In 2016 the Paris agreement was adopted by 196 parties. The main goal of this agreement is to obtain a climate-neutral world in 2050. The CO2 emissions should decrease as soon as possible to achieve this goal. Concrete is the world's most used building material, and with good reason, it provides cheap, solid and reliable products used for over 200 years. However, concrete is responsible for 5-10 % of the yearly CO2 emissions worldwide. These emissions are mainly because of cement production, the binding agent of concrete. Therefore, to lower the CO2 emissions from concrete, it is most effective to opt for an alternative binder. This research focuses on alkali-activated materials (AAMs), where an alkali-activated binder has replaced cement. This binder consists of a precursor and an alkaline activator. The materials most commonly used as precursors are blast furnace slag and fly ash, waste products. The production of these materials is not nearly enough to replace cement. Therefore, there is a need for alternative precursors. Volcanic materials can be an alternative precursor, and some have been successfully applied in AAMs before. However, since volcanic materials come in different forms, validation of a wide range of volcanic materials.

This research has investigated four European aluminosilicate volcanic materials: trass, phonolite, perlite and pumice. Each of these materials has been assessed on their particle size, chemical composition and microstructure to determine whether they exhibit (pozzolanic or latent hydraulic) reactivity. All four materials classify as inert. For trass and phonolite, the lack of reactivity is most likely because of their lack of amorphous phases (around 30% and 5%, respectively). For perlite and pumice, it is because of the too coarse particles.
The reactivity of trass and phonolite is enhanced by calcination, and the reactivity of perlite and pumice is enhanced by grinding. Determination of the reactivity shows that calcination had no or a negative effect on the reactivity of trass and phonolite. Most likely because of the lack of calcium and magnesium in these materials. Ground pumice does show an increase in reactivity. However, not sufficient to be classified as reactive. Ground perlite does show reactive behaviour and is classified as pozzolanic, less reactive.

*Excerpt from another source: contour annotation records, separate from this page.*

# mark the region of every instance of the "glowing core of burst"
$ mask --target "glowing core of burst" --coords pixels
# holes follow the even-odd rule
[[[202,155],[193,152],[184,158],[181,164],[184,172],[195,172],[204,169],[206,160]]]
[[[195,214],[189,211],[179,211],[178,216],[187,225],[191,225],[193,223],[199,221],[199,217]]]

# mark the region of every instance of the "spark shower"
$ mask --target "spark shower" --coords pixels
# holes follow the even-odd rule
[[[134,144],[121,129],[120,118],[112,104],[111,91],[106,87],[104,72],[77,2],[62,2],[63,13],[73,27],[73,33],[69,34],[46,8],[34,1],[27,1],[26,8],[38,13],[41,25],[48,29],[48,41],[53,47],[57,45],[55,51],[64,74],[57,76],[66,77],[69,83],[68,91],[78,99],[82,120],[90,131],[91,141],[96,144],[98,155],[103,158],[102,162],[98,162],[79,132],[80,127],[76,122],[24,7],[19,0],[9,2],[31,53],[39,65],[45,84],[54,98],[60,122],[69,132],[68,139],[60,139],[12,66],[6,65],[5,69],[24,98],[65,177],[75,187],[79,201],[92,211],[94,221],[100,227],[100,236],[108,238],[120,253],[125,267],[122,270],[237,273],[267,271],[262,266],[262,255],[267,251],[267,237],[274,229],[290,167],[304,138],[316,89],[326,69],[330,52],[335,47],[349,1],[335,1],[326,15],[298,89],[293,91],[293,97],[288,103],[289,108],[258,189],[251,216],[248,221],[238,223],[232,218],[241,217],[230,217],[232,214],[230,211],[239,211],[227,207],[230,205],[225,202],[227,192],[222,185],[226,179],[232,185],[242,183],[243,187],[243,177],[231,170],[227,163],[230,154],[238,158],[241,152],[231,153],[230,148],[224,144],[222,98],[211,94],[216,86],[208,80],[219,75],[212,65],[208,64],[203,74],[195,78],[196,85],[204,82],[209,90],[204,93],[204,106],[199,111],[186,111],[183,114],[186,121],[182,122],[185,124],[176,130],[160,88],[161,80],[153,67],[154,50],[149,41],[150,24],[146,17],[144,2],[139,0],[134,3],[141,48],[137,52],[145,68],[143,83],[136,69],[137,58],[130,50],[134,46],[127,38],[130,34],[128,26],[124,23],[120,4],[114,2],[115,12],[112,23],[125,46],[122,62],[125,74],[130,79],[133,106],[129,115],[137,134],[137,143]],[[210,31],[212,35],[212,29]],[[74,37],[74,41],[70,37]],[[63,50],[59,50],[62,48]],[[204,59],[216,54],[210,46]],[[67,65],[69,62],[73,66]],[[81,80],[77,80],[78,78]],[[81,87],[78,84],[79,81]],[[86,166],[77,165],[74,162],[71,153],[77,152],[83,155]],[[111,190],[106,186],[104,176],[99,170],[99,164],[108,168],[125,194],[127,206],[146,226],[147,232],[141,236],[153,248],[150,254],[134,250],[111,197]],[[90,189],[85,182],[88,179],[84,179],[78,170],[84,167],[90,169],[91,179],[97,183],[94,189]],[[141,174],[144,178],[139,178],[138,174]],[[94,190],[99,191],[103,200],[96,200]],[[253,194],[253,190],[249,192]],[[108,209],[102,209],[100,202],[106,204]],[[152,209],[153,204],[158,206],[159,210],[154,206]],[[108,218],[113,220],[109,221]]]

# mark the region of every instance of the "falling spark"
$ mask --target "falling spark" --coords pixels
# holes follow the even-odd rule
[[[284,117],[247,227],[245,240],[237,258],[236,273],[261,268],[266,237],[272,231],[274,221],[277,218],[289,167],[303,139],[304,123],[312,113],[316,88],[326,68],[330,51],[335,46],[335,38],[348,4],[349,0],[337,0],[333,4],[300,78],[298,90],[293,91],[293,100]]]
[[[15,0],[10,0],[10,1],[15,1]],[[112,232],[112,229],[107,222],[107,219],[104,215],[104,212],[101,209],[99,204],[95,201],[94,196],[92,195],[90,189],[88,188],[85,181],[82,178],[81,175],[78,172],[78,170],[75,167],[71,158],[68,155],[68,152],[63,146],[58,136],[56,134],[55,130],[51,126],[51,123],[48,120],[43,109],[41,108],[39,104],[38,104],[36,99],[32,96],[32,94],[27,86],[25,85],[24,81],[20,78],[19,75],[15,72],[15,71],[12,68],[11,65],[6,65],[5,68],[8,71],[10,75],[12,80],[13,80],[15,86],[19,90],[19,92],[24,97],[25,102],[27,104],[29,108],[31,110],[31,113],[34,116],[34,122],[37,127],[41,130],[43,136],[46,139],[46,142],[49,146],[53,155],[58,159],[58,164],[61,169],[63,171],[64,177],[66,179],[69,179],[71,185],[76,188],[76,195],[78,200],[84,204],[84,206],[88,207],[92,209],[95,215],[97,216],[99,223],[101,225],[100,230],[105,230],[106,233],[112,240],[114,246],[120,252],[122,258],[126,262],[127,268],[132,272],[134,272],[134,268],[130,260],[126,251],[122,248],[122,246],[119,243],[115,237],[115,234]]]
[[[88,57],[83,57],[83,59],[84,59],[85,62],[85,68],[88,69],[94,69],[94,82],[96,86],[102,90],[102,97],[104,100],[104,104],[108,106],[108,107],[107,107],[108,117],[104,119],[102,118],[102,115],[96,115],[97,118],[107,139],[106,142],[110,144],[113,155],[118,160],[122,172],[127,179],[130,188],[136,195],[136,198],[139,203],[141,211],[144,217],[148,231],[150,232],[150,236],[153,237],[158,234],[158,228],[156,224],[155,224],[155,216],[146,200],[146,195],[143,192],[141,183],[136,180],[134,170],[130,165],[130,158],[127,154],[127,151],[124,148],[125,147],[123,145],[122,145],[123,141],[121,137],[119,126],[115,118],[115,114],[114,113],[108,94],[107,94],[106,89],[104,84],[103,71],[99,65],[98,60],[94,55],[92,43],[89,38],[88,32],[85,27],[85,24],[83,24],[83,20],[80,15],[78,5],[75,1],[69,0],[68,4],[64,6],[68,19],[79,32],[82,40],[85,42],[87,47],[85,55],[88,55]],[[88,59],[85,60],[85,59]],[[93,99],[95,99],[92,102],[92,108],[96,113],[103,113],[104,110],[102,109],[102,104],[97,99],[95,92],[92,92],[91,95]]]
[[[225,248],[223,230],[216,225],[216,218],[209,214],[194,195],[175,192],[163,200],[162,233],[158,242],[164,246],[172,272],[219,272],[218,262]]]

Ground perlite and BFS are used as precursors in mortar to assess the contribution of perlite to compressive strength development. It shows that perlite contributes to the strength of mortar when combined with a sodium silicate and sodium hydroxide activator. Likely, the sodium silicate is necessary to delay the alkalinity of the mixture. This alkaline delay makes that perlite does not form a layer of hydration products over the particles, making it impossible for perlite to react further and contribute to the compressive strength. TGA measurements found that because of the silicates that perlite contributes to the mixture, the hydration products become denser, which seem to cause higher strength. However, it is also found that silicates from sodium silicate solution are more effective in providing silicates than perlite is.

Of all four materials, only perlite seems to be reactive enough to contribute to the strength of alkali-activated binders as precursors. Volcanic materials cannot be considered to be one material, and each one has to be assessed individually.